O trabalho pedagógico com o componente curricular Educação Física, no contexto da Educação do Campo, deve garantir aos alunos o acesso aos conhecimentos relacionados à cultura corporal e suas diversas manifestações, compreendidas como construções históricas, sociais e culturais dos diferentes grupos humanos. As práticas corporais, como jogos, brincadeiras, danças, esportes, lutas, ginásticas e atividades de aventura, devem ser abordadas em sua dimensão crítica e significativa, articulando-se com os modos de vida, saberes e territórios dos povos do campo. Para isso, é necessário que a organização do trabalho pedagógico dialogue intencionalmente com os Eixos Temáticos da Educação do Campo, possibilitando que os alunos compreendam as práticas corporais como expressão da vida social e atuem de forma consciente e transformadora sobre a realidade em que vivem.
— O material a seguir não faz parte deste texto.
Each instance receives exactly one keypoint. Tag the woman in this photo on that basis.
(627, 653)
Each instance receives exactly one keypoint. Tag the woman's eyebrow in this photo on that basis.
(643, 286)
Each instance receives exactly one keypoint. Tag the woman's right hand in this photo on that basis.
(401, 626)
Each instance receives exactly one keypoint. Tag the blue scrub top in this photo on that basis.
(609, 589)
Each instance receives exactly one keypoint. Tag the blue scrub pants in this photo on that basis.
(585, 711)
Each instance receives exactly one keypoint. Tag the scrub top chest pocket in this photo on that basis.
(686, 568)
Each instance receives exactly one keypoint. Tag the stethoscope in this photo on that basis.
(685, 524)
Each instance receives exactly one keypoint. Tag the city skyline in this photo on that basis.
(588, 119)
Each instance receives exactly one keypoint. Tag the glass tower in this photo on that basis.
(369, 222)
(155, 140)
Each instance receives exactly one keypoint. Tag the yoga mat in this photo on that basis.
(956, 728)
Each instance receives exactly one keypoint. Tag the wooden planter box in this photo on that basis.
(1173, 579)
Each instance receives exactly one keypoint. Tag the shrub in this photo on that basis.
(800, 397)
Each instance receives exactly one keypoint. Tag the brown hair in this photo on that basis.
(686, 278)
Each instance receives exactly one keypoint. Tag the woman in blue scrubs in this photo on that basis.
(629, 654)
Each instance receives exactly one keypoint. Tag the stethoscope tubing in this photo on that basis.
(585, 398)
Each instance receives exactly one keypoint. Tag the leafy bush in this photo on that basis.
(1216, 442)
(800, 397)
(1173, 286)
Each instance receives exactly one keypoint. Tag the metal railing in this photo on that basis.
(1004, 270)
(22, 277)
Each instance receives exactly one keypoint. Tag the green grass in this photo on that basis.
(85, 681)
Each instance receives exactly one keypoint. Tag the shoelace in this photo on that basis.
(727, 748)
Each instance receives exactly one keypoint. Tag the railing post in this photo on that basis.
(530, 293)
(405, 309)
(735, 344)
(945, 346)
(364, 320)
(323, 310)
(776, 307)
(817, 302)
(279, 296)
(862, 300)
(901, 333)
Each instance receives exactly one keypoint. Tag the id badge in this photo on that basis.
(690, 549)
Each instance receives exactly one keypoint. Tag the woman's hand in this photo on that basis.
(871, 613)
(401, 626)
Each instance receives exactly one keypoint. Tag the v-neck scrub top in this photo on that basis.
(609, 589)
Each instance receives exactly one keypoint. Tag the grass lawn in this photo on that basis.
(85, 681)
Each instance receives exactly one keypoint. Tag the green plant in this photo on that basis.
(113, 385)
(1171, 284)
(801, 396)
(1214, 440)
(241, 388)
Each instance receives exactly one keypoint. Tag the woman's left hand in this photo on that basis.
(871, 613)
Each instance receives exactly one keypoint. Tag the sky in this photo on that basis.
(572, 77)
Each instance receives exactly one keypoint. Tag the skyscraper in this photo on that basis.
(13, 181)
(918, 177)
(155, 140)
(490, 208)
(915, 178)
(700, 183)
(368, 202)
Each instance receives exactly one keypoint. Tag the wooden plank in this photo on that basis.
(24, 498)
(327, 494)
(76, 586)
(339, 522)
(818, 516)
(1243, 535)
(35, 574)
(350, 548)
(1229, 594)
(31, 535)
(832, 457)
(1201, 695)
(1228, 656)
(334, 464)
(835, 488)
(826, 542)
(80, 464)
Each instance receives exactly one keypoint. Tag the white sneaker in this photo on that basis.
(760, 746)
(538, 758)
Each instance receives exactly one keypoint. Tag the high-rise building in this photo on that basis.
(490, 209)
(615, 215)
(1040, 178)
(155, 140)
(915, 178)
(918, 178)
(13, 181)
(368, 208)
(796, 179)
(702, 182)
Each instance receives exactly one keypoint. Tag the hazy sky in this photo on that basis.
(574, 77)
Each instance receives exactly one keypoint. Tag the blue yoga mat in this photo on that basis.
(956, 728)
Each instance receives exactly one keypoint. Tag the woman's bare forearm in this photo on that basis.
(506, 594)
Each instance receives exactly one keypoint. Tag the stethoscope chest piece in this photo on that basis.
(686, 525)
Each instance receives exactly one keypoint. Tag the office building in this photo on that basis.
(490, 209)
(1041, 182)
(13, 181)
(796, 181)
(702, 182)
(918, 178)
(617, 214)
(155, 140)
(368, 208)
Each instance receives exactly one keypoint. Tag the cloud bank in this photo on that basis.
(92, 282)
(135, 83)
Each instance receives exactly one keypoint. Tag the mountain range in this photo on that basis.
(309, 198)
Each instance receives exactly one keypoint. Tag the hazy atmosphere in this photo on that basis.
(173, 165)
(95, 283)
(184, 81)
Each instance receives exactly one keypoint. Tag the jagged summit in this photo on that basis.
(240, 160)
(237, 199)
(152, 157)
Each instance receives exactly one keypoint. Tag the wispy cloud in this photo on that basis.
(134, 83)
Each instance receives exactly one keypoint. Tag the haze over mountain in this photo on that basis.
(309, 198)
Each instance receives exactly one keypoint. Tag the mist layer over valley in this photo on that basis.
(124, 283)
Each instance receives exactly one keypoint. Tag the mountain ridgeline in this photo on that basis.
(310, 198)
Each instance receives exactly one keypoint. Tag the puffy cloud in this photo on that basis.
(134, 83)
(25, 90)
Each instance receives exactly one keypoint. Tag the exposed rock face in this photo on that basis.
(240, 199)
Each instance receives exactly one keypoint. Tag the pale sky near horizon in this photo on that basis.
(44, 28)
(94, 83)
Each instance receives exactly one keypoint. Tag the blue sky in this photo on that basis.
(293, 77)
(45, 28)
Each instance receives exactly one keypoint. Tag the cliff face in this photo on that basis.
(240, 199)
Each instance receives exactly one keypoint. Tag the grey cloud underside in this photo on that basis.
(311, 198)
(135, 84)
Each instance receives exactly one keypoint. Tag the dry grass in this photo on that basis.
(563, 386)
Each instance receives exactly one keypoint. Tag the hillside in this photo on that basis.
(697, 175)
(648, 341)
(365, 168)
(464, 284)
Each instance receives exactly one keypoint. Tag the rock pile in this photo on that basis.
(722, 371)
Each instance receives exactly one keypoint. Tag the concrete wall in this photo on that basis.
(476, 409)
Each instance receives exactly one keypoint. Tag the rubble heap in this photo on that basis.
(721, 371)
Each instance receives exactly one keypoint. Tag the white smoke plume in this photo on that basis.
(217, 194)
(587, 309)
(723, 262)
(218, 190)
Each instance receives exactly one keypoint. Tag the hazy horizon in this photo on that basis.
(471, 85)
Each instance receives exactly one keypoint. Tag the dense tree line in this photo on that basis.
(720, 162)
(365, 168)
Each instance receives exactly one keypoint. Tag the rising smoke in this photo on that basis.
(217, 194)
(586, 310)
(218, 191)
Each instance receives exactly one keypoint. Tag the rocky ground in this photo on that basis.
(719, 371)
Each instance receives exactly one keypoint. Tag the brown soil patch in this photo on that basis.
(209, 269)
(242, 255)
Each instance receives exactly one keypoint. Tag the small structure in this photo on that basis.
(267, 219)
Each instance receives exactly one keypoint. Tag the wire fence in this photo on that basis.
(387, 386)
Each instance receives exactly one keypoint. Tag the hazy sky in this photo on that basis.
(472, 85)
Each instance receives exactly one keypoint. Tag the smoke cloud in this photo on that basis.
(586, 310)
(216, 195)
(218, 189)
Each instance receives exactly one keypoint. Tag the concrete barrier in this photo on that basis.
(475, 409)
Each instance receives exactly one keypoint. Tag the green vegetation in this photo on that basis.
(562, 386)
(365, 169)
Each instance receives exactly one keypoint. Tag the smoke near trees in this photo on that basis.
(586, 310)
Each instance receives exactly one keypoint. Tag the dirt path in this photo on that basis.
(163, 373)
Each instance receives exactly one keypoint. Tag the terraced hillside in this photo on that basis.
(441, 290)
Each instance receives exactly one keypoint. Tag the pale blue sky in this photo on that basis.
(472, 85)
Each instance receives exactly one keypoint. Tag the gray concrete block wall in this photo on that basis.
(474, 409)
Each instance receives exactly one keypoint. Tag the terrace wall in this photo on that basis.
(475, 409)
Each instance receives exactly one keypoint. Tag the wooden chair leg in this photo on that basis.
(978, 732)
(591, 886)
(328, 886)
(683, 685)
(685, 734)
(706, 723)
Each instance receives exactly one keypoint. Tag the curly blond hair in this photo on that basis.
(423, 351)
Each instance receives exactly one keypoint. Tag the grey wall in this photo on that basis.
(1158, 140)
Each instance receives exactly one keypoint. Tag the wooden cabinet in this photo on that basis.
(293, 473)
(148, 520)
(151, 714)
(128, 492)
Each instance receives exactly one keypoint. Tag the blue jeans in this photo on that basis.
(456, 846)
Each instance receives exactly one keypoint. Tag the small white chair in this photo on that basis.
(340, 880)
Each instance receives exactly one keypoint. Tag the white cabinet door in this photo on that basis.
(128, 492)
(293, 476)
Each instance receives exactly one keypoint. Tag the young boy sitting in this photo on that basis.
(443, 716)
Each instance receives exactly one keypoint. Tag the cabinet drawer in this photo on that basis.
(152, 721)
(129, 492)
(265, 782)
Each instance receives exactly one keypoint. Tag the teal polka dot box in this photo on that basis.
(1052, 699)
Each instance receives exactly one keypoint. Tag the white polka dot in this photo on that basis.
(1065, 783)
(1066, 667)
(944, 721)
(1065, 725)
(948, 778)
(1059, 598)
Na Educação Infantil, o ensino da Educação Física deve garantir vivências corporais que favoreçam a expressão, o movimento, a ludicidade e a socialização, respeitando as particularidades do desenvolvimento infantil e as características das infâncias camponesas. As práticas devem promover o contato com o ambiente natural e com a cultura local, valorizando as brincadeiras tradicionais, os jogos de roda, as danças populares, os movimentos livres e dirigidos. Tais experiências contribuem para a formação da corporeidade, o fortalecimento da identidade e o desenvolvimento de habilidades motoras e sociais, considerando o território como espaço educativo e cultural.
No Ensino Fundamental – Anos Iniciais, a Educação Física deve possibilitar aos alunos a apropriação crítica das práticas corporais como objetos de estudo e como formas de expressão cultural e política. O ensino deve promover a análise das origens, significados e funções sociais das diferentes manifestações da Cultura Corporal, contextualizando-as historicamente e relacionando-as às condições concretas de vida no campo. A valorização das práticas corporais da comunidade, o acesso a novos repertórios e a reflexão sobre temas como saúde, lazer, trabalho e desigualdades sociais contribuem para a formação de sujeitos críticos, autônomos e ativos na transformação de sua realidade. Nesse sentido, a Educação Física pode ser potente instrumento de fortalecimento da identidade camponesa, da cooperação, da solidariedade e pertencimento.